Frauen billig sein, die den Wunsch danach verspüren?

Ganz unabhängig davon, ob Mann oder Frau älter

ist, gibt es natürlich aus psychologischer Sicht einiges

zu Partnerschaften mit grossem Altersunterschied zu sagen.

So soll man nicht immer, wenn etwas ungewöhnlich oder

unkonventionell ist, gleich eine neurotische Störung

vermuten. Die Wahl eines 20 Jahre älteren Partners braucht

nicht Ausdruck eines Mutter- oder Vaterkomplexes zu sein.

Die Liebe hat eben etwas Anarchistisches. Sie ist nicht berechenbar

und kann auch da Brücken schlagen, wo sie keiner erwartet

hätte.

Altersunterschiede können befruchten

Natürlich sind alte und junge Menschen nicht in derselben

Lebensphase. Ihre Energien unterscheiden sich; sie haben andere

Entwicklungsaufgaben, sind an einer andern Stelle des Lebenswegs.

Das führt oft dazu, dass es nicht zu lebenslangen Beziehungen

kommt, dass eben nur ein kurzes Wegstück gemeinsam gegangen

werden kann. Aber auch hier gibt es Ausnahmen.

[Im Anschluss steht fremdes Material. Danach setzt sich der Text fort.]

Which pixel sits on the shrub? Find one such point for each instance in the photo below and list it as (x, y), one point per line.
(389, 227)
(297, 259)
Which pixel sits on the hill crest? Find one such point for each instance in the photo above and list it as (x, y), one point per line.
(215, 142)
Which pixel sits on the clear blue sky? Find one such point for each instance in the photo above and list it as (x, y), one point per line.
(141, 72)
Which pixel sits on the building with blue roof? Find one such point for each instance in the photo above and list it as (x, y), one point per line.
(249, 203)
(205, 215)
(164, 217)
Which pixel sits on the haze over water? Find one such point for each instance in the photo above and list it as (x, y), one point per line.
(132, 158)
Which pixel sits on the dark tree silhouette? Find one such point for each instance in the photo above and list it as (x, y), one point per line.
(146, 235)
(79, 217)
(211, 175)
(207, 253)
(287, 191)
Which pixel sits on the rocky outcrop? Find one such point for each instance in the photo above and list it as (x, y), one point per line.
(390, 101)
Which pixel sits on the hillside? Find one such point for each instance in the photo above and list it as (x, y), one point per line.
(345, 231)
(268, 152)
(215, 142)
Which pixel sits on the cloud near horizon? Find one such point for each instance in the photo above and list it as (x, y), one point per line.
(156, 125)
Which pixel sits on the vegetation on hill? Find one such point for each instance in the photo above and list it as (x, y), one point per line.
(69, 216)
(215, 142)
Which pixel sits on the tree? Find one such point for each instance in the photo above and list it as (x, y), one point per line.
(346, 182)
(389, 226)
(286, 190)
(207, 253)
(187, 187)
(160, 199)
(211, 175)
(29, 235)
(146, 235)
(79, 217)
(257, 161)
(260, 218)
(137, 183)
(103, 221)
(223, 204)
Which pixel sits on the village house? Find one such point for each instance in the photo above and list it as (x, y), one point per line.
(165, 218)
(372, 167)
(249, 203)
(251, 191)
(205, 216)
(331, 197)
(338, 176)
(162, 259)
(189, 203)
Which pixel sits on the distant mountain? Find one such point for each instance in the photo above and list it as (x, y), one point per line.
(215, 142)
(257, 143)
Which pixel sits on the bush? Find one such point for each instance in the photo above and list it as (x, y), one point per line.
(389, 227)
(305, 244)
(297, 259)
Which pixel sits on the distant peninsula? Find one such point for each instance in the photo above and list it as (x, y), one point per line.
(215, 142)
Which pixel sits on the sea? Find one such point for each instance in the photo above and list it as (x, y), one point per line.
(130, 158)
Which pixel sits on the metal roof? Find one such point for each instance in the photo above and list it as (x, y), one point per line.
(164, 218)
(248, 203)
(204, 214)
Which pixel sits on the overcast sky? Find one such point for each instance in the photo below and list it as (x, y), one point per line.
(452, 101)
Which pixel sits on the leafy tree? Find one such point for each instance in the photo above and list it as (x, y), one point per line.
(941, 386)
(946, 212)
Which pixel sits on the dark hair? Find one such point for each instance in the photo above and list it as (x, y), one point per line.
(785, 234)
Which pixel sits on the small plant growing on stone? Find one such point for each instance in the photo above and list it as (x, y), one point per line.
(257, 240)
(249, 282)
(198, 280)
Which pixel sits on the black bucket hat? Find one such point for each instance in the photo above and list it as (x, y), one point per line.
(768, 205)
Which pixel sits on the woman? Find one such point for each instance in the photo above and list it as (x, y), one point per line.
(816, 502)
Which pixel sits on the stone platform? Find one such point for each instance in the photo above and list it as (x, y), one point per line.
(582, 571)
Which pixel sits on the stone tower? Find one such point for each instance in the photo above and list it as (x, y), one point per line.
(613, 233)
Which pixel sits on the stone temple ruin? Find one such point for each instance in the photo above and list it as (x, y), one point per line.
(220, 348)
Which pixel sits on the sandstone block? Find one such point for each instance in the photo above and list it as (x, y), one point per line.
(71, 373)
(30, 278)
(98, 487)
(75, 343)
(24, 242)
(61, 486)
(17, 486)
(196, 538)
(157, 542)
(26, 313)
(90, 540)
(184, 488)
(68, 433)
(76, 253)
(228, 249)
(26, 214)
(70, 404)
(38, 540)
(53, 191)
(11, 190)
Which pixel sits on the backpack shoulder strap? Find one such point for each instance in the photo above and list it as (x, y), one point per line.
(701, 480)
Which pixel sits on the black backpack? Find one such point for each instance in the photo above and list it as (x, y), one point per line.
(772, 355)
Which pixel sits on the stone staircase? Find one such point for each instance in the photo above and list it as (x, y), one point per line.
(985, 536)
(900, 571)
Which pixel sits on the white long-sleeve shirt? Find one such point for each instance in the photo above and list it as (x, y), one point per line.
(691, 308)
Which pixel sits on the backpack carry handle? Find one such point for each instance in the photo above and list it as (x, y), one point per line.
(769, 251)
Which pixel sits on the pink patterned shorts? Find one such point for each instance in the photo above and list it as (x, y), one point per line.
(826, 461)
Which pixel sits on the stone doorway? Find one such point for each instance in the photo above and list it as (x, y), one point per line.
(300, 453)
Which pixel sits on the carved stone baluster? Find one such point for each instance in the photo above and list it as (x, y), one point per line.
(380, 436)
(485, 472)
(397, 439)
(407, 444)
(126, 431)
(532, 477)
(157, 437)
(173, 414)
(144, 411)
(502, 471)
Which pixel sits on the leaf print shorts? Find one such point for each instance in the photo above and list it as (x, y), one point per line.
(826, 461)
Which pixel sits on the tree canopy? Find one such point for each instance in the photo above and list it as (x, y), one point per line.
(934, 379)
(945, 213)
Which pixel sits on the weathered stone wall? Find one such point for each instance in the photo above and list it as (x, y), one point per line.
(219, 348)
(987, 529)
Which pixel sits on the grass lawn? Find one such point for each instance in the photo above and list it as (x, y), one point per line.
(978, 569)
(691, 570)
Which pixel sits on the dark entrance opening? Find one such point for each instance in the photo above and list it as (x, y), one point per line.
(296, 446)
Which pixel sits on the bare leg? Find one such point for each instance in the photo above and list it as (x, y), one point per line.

Voraussetzung für eine lang anhaltende Partnerschaft

mit grossem Altersunterschied sind sicher grosse Selbstständigkeit,

viel Toleranz und viel Verständnis für die Freiheit

auf Seiten beider Partner. Es heisst zwar: «Gleich und

Gleich gesellt sich gern», aber ebenso: «Gegensätze

ziehen sich an.» Gerade dass der andere an einem andern

Punkt seines Lebens steht, kann besonders wertvoll sein und

die Beziehung befruchten. Wenn jeder seinem eigenen Rhythmus

folgt, sind nämlich immer wieder anregende und leidenschaftliche

Begegnungen möglich.

Eine lebendige Beziehung braucht Nähe und Distanz,

Vertrautheit und Fremdheit, Offenheit und Geheimnis. Das Schöne

an Begegnungen ist nicht nur, Ähnlichkeiten zu erkennen,

sondern ebenso, von Fremdem bereichert oder herausgefordert

zu werden. Vorurteile, Klischees, Schemata, enge Erwartungen

und Vorstellungen sind der Tod jeder Liebe. Die Liebe braucht

Luft und zieht ihre Beständigkeit paradoxerweise aus

der Spontaneität. Das gilt für alle Paare

und zwar ganz unabhängig vom Altersunterschied.